Nouveau locus de risque associé à toutes les allergies alimentaires des enfants
Le groupe de gènes SERPINB, situé sur le chromosome 18, a été identifié comme un locus de risque génétique spécifique pour les allergies alimentaires. Il implique dix membres de la superfamille des inhibiteurs de protéase à sérine (serpins). Les gènes de ce groupe sont exprimés principalement dans la peau et dans la muqueuse de l’œsophage. Les chercheurs soupçonnent donc qu’ils jouent un rôle majeur dans l’intégrité de la fonction de barrière épithéliale. Un autre résultat important de l’étude est que quatre des cinq loci à risque identifiés sont associés à toutes les allergies alimentaires. La région de l’antigène leucocytaire humain (HLA), qui est spécifique aux cas d’allergie aux arachides, semble être la seule exception.
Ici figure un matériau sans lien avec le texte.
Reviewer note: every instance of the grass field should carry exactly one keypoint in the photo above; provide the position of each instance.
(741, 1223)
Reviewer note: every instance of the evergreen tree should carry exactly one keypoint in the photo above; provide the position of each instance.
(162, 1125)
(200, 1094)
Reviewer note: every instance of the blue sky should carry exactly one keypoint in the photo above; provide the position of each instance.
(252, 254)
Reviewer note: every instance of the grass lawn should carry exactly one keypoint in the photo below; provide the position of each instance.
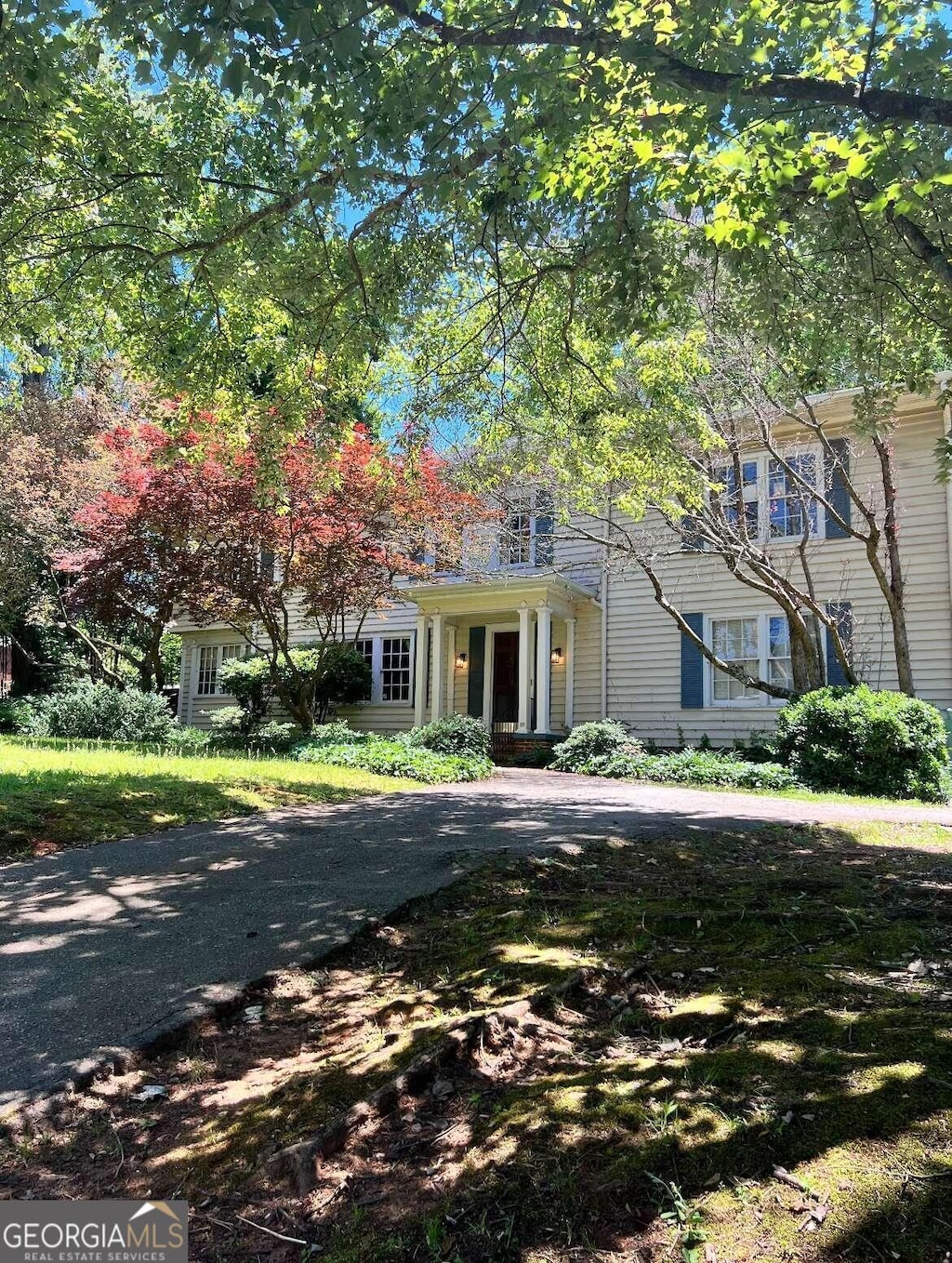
(736, 1046)
(52, 798)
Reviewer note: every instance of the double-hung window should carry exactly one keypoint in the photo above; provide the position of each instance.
(527, 537)
(211, 659)
(792, 508)
(749, 499)
(775, 497)
(395, 670)
(365, 648)
(760, 645)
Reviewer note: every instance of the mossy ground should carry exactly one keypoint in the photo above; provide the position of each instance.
(759, 1066)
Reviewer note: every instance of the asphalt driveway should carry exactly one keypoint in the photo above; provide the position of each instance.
(112, 946)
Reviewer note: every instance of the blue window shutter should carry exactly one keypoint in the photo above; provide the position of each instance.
(545, 529)
(842, 613)
(835, 472)
(478, 670)
(692, 666)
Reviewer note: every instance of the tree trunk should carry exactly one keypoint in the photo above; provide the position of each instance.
(895, 592)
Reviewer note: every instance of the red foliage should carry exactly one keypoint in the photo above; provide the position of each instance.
(189, 518)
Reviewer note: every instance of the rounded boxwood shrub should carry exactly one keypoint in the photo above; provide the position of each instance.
(92, 711)
(865, 741)
(591, 745)
(454, 734)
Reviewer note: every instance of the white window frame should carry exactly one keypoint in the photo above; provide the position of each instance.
(371, 659)
(379, 672)
(377, 666)
(218, 662)
(761, 700)
(529, 499)
(762, 489)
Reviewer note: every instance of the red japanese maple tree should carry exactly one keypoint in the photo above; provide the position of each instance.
(264, 540)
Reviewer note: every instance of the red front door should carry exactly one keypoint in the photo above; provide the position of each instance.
(505, 677)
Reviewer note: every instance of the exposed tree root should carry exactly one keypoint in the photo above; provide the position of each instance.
(482, 1043)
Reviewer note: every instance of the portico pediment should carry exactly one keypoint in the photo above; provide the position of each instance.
(456, 598)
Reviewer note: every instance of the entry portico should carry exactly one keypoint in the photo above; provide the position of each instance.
(503, 651)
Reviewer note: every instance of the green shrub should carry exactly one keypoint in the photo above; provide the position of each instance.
(189, 740)
(593, 741)
(692, 768)
(326, 676)
(455, 734)
(865, 741)
(15, 715)
(708, 768)
(336, 733)
(104, 712)
(395, 758)
(249, 681)
(229, 733)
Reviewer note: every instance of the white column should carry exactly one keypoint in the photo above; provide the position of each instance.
(419, 673)
(570, 672)
(450, 667)
(543, 670)
(438, 686)
(524, 660)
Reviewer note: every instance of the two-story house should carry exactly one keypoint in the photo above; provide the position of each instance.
(553, 632)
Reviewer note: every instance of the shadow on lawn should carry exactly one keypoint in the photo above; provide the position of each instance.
(46, 811)
(772, 1020)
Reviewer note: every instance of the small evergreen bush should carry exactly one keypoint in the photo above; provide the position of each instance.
(691, 768)
(230, 733)
(588, 744)
(336, 733)
(865, 741)
(15, 715)
(98, 711)
(394, 758)
(455, 734)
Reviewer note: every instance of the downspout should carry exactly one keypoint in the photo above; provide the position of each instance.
(605, 616)
(947, 432)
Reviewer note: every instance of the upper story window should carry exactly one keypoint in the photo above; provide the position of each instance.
(775, 497)
(528, 525)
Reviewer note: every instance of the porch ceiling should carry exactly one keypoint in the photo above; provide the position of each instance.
(500, 595)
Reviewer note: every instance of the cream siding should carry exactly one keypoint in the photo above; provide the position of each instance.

L’étude fournit une base pour le développement de meilleurs tests de diagnostic des allergies alimentaires et pour des recherches plus approfondies sur leurs mécanismes de causalité et les stratégies de traitement possibles. Les parents ne devraient pas décider seuls d’éviter certains aliments, mais devraient plutôt consulter un spécialiste si leur enfant semble souffrir d’une allergie alimentaire.